Understanding how to adjust the sequencing and magnitude of these forces is critical when it comes to truly owning and understand your golf swing. The good news is that most of our adjustments come before the swing and have to do with how we set up to the ball. For example, if an athlete is having a hard time controlling low point due to having too much lateral force in the golf swing (fats and thins), then we narrow up the stance width to reduce the amount of lateral force that can be produced in the swing. If an athlete is late with their vertical force, then we can square up the lead foot to promote the lead leg straightening sooner and causing the vertical force to happen sooner.

While we all will need to use the ground differently to play our best golf, two things need to happen to use the ground effectively. The forces have to exist in the correct kinetic sequence (lateral, vertical torque, vertical force), and the peaks of those forces need to be created within the correct windows (sequencing).

  • Lateral force – Peak occurs between top-of-swing and lead arm at 45 degrees
  • Vertical torque – Peak occurs between lead arm being 45 degrees and the lead arm being parallel to the ground.
  • Vertical force – Peak occurs between lead arm being parallel to the ground the club shaft being parallel to the ground.

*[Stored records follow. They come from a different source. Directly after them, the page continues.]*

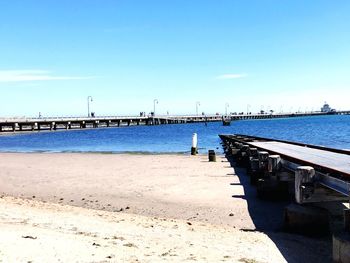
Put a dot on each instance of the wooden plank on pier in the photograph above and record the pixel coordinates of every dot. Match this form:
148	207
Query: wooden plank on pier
334	161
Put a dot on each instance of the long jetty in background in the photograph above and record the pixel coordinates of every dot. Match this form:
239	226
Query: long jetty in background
312	176
56	123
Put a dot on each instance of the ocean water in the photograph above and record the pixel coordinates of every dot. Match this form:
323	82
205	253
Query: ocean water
332	131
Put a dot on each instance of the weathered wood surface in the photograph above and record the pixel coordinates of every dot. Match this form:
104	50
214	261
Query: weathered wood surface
334	161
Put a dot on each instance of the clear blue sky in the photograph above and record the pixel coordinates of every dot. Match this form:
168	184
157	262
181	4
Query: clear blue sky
281	55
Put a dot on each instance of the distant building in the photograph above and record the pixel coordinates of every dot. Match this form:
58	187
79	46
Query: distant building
326	108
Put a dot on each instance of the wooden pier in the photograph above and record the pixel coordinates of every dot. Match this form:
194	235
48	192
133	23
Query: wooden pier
310	176
67	123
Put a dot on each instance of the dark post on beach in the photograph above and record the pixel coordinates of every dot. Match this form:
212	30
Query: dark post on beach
194	144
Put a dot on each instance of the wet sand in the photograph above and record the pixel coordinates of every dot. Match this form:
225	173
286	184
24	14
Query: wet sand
164	207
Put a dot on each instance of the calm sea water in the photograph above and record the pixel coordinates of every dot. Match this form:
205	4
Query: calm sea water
332	131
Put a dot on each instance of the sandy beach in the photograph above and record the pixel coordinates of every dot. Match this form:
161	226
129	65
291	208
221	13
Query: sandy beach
139	208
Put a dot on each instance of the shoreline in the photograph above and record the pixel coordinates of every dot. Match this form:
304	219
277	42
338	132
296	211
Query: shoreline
164	207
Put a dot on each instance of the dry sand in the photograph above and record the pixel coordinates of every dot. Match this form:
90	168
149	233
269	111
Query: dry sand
139	208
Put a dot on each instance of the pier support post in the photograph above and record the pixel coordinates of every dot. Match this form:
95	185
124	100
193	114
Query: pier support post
304	183
262	167
194	144
269	186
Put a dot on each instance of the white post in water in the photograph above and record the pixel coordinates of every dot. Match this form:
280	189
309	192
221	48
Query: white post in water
194	144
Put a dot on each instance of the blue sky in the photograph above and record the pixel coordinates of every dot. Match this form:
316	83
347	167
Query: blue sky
281	55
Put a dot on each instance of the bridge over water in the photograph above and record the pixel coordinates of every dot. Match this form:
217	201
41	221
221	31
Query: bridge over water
56	123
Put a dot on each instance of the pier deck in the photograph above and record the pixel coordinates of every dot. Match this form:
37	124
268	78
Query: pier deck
336	162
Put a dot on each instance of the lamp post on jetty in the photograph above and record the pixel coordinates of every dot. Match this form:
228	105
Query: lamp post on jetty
197	105
89	98
155	101
226	106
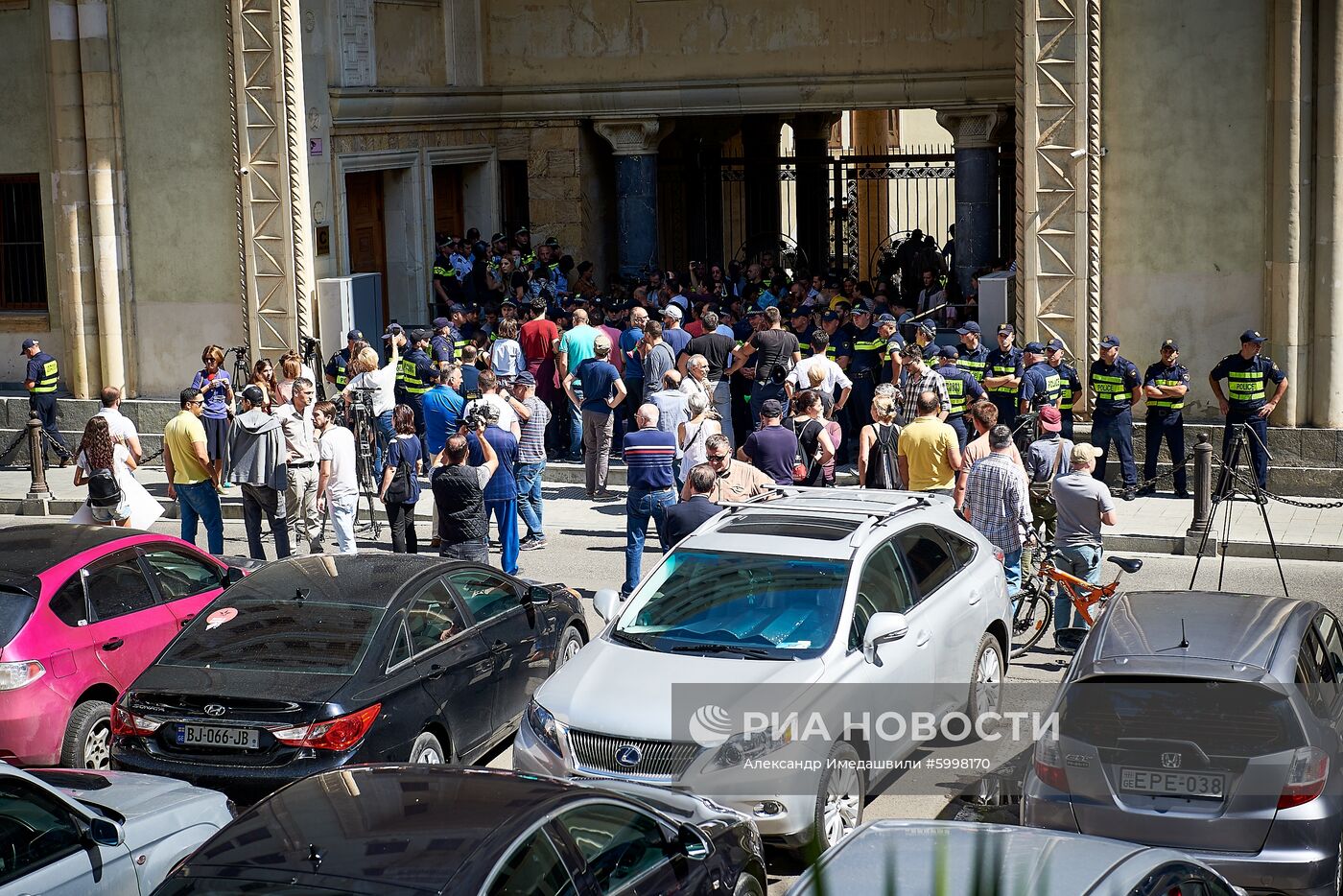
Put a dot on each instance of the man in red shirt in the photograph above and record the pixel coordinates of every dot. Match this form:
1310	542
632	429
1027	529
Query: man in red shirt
540	338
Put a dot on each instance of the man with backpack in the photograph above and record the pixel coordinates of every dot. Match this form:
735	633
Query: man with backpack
258	463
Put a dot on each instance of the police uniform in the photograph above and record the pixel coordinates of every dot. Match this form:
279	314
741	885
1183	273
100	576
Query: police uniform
1070	387
1246	393
1000	363
1165	418
44	373
962	389
1041	386
1112	415
416	373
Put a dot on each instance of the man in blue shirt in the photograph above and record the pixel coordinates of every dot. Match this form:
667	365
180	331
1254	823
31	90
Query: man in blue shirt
601	391
648	455
442	409
501	489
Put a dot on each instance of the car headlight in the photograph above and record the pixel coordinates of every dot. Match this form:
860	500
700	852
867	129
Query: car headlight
752	744
541	723
16	674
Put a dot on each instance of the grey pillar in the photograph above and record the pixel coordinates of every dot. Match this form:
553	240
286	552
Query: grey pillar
635	145
813	148
974	131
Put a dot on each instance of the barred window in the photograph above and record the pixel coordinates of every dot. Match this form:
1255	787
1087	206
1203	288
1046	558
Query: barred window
23	261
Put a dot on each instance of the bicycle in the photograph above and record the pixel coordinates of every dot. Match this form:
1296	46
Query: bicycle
1033	607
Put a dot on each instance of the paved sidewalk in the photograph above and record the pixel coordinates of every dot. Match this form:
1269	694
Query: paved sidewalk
1151	524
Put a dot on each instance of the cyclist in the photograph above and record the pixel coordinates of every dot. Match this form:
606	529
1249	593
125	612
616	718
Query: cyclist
1084	506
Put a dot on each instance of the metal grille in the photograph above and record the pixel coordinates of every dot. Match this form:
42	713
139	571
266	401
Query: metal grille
658	759
23	265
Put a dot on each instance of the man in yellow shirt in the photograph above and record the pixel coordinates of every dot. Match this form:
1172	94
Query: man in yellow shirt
191	477
929	450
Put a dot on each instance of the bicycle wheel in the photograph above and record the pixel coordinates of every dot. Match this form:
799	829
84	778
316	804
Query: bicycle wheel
1031	613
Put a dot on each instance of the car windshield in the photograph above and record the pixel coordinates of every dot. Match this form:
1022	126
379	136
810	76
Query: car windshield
268	634
15	610
754	606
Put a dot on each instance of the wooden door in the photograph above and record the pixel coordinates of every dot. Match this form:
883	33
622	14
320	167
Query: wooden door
447	201
366	230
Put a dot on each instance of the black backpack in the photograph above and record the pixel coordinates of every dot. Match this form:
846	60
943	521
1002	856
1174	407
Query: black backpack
104	490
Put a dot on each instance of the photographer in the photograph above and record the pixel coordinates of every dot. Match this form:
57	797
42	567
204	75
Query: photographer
459	496
779	353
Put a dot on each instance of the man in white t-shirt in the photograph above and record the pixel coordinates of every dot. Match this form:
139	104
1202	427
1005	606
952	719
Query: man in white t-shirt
338	486
123	430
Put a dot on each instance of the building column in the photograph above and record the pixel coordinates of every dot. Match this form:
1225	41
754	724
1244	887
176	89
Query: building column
812	133
1326	365
976	134
761	151
635	145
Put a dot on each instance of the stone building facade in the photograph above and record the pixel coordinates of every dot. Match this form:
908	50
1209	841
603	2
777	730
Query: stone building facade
197	167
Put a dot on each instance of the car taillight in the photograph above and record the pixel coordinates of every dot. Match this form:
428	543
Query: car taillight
1306	777
333	734
1049	765
128	724
16	674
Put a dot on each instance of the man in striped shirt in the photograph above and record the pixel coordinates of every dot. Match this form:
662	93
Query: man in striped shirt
998	503
648	460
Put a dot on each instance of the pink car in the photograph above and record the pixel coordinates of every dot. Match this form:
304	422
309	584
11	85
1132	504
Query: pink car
83	609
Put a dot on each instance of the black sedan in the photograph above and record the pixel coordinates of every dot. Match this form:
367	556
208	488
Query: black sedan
412	831
319	661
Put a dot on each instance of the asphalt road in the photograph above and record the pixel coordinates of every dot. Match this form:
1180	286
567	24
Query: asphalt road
586	551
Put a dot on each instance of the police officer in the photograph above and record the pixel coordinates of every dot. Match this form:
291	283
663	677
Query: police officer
1070	386
1246	376
974	353
962	389
442	346
418	375
1115	389
338	368
447	289
40	380
1002	375
1165	385
1040	385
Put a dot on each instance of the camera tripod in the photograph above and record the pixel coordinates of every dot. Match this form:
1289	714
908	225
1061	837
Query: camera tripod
1231	485
365	472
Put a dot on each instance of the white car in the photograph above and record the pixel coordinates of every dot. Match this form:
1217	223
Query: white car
77	832
795	602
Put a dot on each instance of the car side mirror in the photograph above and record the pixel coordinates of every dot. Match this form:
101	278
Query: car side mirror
694	842
882	629
607	603
106	833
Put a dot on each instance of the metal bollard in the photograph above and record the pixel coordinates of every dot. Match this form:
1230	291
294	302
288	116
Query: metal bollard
36	461
1202	485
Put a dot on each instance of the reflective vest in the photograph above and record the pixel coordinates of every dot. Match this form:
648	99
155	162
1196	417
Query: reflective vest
1168	376
974	363
1241	386
1003	365
46	383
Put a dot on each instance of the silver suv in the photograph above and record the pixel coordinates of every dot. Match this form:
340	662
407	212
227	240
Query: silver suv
803	596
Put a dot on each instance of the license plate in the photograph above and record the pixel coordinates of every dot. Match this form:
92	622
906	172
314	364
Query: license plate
1198	785
217	737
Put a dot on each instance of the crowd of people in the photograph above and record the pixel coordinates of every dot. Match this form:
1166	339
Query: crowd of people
709	385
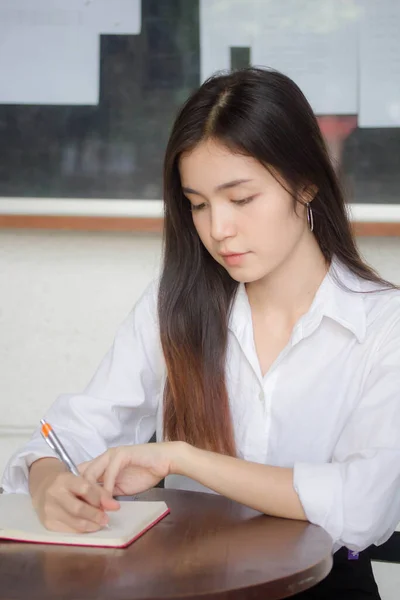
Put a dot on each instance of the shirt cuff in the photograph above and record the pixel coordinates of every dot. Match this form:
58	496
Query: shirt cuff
319	487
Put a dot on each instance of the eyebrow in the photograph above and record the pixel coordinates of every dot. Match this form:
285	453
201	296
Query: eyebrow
222	186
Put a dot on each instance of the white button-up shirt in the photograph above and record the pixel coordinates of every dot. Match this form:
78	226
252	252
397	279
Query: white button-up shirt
329	406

While it may seem obvious, it’s important to remember ground reaction forces are invisible and can only be measured using force plates. With that said, their tends to be apprehension about discussing how we use the ground as most people do not have access to 3D dual force plates. However, using the screening process designed by Mike Adams, Terry Rowles, and the BioSwing Dynamics team, we can determine what the primary forces used for power production are and can align the body in a way to where the athlete can access his/her full potential and deliver the club to the ball in the most effective and efficient way based off their predispositions and anatomy.

In addition to gaining speed, we can help athletes create a better motion for their anatomy. As golfers continue to swing faster, it is imperative that they do so in a manner that doesn’t break down their body and cause injury. If the body is moving how it is designed, and the forces acting on the joints of the body are in the correct sequence and magnitude, not only do we know they are getting the most out of their swing, but we know that it will hold up and not cause an unforeseen injury down the road.

I truly believe that force plates and ground reaction forces will be as common as launch monitors in the near future. Essentially, a launch monitor measures the effect and the force plates measure the cause, so I believe we need both for the full picture. The force plate technology is still very expensive, and there is an educational barrier for people seeking to start measuring ground reaction forces and understanding how to change forces, magnitudes, and sequences, but I’m expecting a paradigm shift soon.